1.5,6-Dehydrokawain from Alpinia zerumbet promotes osteoblastic MC3T3-E1 cell differentiation.
Kumagai M1,2, Mishima T1, Watanabe A1, Harada T1, Yoshida I1, Fujita K1, Watai M1, Tawata S3, Nishikawa K2, Morimoto Y2. Biosci Biotechnol Biochem. 2016 Mar 4:1-8. [Epub ahead of print]

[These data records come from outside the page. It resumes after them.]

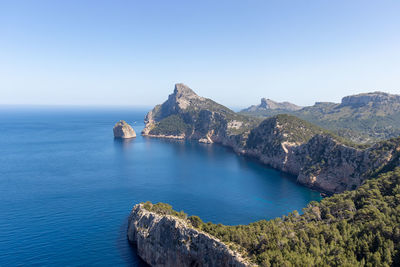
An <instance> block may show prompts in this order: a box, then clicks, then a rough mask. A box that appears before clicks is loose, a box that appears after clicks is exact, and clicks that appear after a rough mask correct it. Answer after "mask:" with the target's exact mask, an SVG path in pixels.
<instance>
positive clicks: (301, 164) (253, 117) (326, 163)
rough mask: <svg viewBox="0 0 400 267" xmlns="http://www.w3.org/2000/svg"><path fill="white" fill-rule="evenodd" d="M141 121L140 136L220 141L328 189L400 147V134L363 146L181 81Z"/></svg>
mask: <svg viewBox="0 0 400 267" xmlns="http://www.w3.org/2000/svg"><path fill="white" fill-rule="evenodd" d="M350 102H354V100H351V101H350ZM364 102H365V101H364ZM356 103H357V105H360V104H359V101H358V102H357V101H356ZM321 105H337V104H334V103H332V104H321ZM347 108H348V107H347ZM305 109H306V108H303V109H301V110H300V111H302V110H305ZM296 112H297V111H296ZM145 123H146V126H145V128H144V130H143V132H142V134H143V135H144V136H149V137H159V138H175V139H190V140H195V141H198V142H202V143H220V144H222V145H225V146H229V147H232V148H233V149H234V151H235V152H237V153H239V154H243V155H248V156H251V157H254V158H257V159H259V160H260V161H261V162H262V163H264V164H266V165H269V166H271V167H273V168H276V169H278V170H281V171H284V172H287V173H291V174H293V175H295V176H297V181H298V182H299V183H302V184H304V185H306V186H308V187H312V188H316V189H318V190H321V191H325V192H329V193H338V192H343V191H345V190H349V189H355V188H357V187H358V186H360V185H361V184H362V182H363V181H364V180H365V179H366V177H368V175H369V174H370V173H371V172H373V171H375V170H376V169H379V168H381V167H382V166H385V165H386V164H388V163H389V162H393V159H397V158H398V157H397V156H396V155H397V154H398V153H397V151H398V150H400V138H398V139H395V141H393V142H386V141H385V142H380V143H377V144H376V145H374V146H372V147H370V148H365V147H363V146H360V145H357V144H354V143H352V142H350V141H348V140H346V139H345V138H343V137H340V136H338V135H336V134H335V133H332V132H330V131H329V130H325V129H323V128H321V127H320V126H316V125H313V124H312V123H310V122H308V121H306V120H303V119H299V118H297V117H295V116H293V115H289V114H280V115H275V116H271V117H269V118H266V119H265V118H264V119H262V118H257V117H251V116H245V115H243V114H238V113H235V112H234V111H232V110H230V109H228V108H226V107H224V106H223V105H220V104H218V103H216V102H214V101H212V100H211V99H207V98H203V97H200V96H198V95H197V94H196V93H195V92H194V91H193V90H192V89H190V88H189V87H188V86H186V85H184V84H176V85H175V88H174V92H173V93H172V94H170V95H169V97H168V100H167V101H165V102H164V103H163V104H161V105H157V106H155V107H154V109H153V110H151V111H150V112H149V113H148V114H147V116H146V118H145ZM393 164H397V162H396V163H393Z"/></svg>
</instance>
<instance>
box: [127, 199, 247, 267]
mask: <svg viewBox="0 0 400 267" xmlns="http://www.w3.org/2000/svg"><path fill="white" fill-rule="evenodd" d="M128 240H129V241H130V242H132V243H134V244H135V245H136V246H137V250H138V254H139V256H140V257H141V258H142V259H143V260H144V261H145V262H147V263H148V264H150V265H151V266H171V267H172V266H174V267H180V266H232V267H235V266H238V267H239V266H240V267H243V266H250V264H249V262H247V261H246V260H244V259H243V258H242V257H241V256H240V255H239V254H238V253H236V252H234V251H232V250H231V249H229V247H228V246H226V245H225V244H224V243H222V242H221V241H219V240H218V239H216V238H215V237H212V236H211V235H209V234H206V233H204V232H201V231H199V230H196V229H194V228H193V227H191V226H190V225H189V224H188V222H187V221H185V220H183V219H180V218H177V217H175V216H172V215H160V214H158V213H155V212H151V211H148V210H146V209H145V208H144V207H143V204H137V205H135V207H134V208H133V210H132V212H131V214H130V216H129V222H128Z"/></svg>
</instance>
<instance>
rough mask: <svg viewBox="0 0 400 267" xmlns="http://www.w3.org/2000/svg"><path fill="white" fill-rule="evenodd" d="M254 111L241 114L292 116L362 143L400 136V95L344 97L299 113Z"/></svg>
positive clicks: (323, 102) (385, 93)
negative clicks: (338, 101)
mask: <svg viewBox="0 0 400 267" xmlns="http://www.w3.org/2000/svg"><path fill="white" fill-rule="evenodd" d="M252 107H254V106H252ZM252 107H250V108H247V109H244V110H242V111H241V112H240V114H244V115H251V116H257V117H270V116H274V115H276V114H291V115H294V116H296V117H299V118H301V119H304V120H306V121H309V122H311V123H313V124H316V125H319V126H321V127H323V128H325V129H328V130H331V131H333V132H334V133H336V134H338V135H340V136H343V137H345V138H348V139H350V140H352V141H354V142H359V143H373V142H375V141H379V140H385V139H388V138H392V137H397V136H399V135H400V95H394V94H388V93H384V92H378V91H377V92H371V93H362V94H357V95H351V96H346V97H343V98H342V101H341V103H331V102H316V103H315V105H313V106H309V107H304V108H301V109H298V110H293V109H279V110H274V109H260V108H258V109H254V108H252Z"/></svg>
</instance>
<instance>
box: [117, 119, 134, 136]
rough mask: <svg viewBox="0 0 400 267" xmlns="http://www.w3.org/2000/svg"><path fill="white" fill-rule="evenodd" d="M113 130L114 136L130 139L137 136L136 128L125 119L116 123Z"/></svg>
mask: <svg viewBox="0 0 400 267" xmlns="http://www.w3.org/2000/svg"><path fill="white" fill-rule="evenodd" d="M113 131H114V138H121V139H128V138H134V137H136V132H135V130H133V128H132V127H131V126H130V125H129V124H128V123H126V121H123V120H120V121H119V122H117V123H116V124H115V125H114V128H113Z"/></svg>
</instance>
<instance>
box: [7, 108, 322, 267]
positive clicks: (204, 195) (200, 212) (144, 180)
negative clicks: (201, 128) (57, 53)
mask: <svg viewBox="0 0 400 267" xmlns="http://www.w3.org/2000/svg"><path fill="white" fill-rule="evenodd" d="M145 113H146V110H137V109H111V108H103V109H99V108H21V107H1V108H0V266H16V265H30V266H32V265H36V266H92V265H96V266H109V265H112V266H142V265H143V263H142V262H141V261H140V260H139V259H138V257H137V255H136V252H135V249H134V248H133V247H132V246H130V245H129V243H128V242H127V240H126V228H127V217H128V215H129V213H130V210H131V209H132V207H133V206H134V205H135V204H136V203H139V202H142V201H147V200H149V201H152V202H159V201H162V202H168V203H170V204H171V205H173V207H174V208H175V209H177V210H184V211H185V212H186V213H188V214H190V215H193V214H194V215H198V216H200V217H201V218H202V219H203V220H204V221H212V222H215V223H223V224H230V225H233V224H247V223H250V222H252V221H256V220H261V219H271V218H274V217H277V216H282V215H284V214H287V213H288V212H290V211H292V210H298V211H300V210H301V209H302V208H303V207H305V206H306V205H307V203H308V202H309V201H311V200H320V196H319V193H317V192H315V191H312V190H310V189H308V188H305V187H303V186H300V185H298V184H296V182H295V179H294V178H293V177H289V176H287V175H284V174H282V173H280V172H278V171H276V170H273V169H270V168H267V167H265V166H262V165H260V164H258V163H257V162H256V161H253V160H251V159H246V158H244V157H241V156H238V155H236V154H234V153H233V152H232V151H231V150H230V149H229V148H225V147H222V146H219V145H206V144H197V143H194V142H184V141H171V140H161V139H150V138H144V137H141V136H140V134H139V133H140V131H141V130H142V129H143V118H144V116H145ZM120 119H124V120H126V121H127V122H128V123H130V124H131V125H133V127H134V129H135V130H136V132H137V133H138V137H137V138H136V139H132V140H127V141H121V140H114V138H113V134H112V127H113V125H114V124H115V123H116V122H117V121H118V120H120Z"/></svg>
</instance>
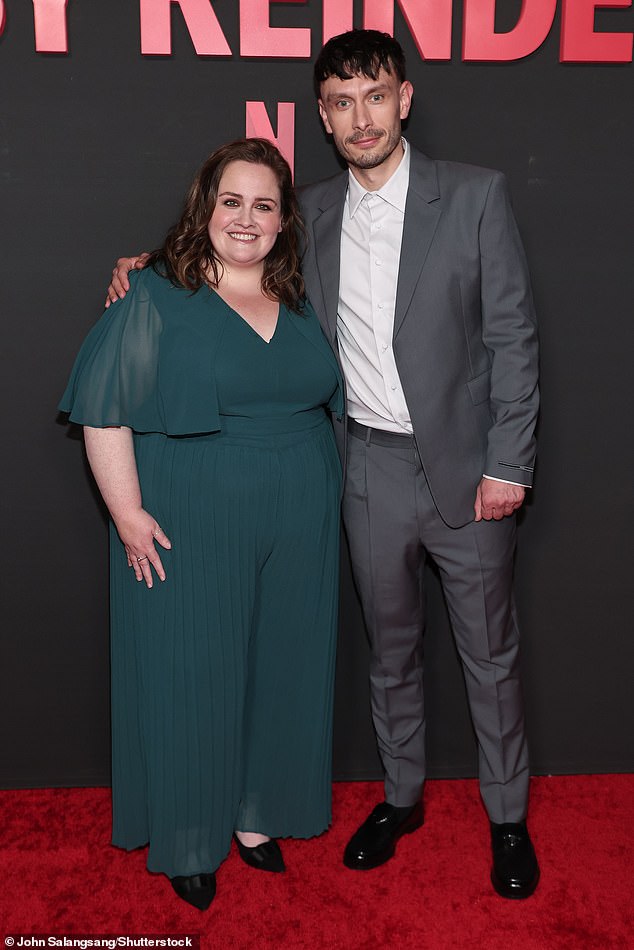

Bone homeostasis is maintained by balancing bone formation and bone resorption, but an imbalance between them is associated with various bone-related diseases such as osteoporosis and rheumatoid arthritis. We found that 5,6-dehydrokawain (DK) and dihydro-5,6-dehydrokawain (DDK), which were isolated as promising compounds from Alpinia zerumbet rhizomes, promote differentiation of osteoblastic MC3T3-E1 cells. DK and DDK increased the alkaline phosphatase activity and matrix mineralization of MC3T3-E1 cells. DK exerts larger effects than DDK. The gene expression of runt-related transcription factor 2 and osterix, which are essential transcription factors in the early period of osteoblast differentiation, was significantly increased by DK treatment. The mRNA level of distal-less homeobox 5 was also enhanced by DK treatment, and DK activated the p38 mitogen-activated protein kinase pathway. Therefore, DK may have clinical potential for preventing osteoporosis, and could be considered as a potential anabolic therapeutic agent.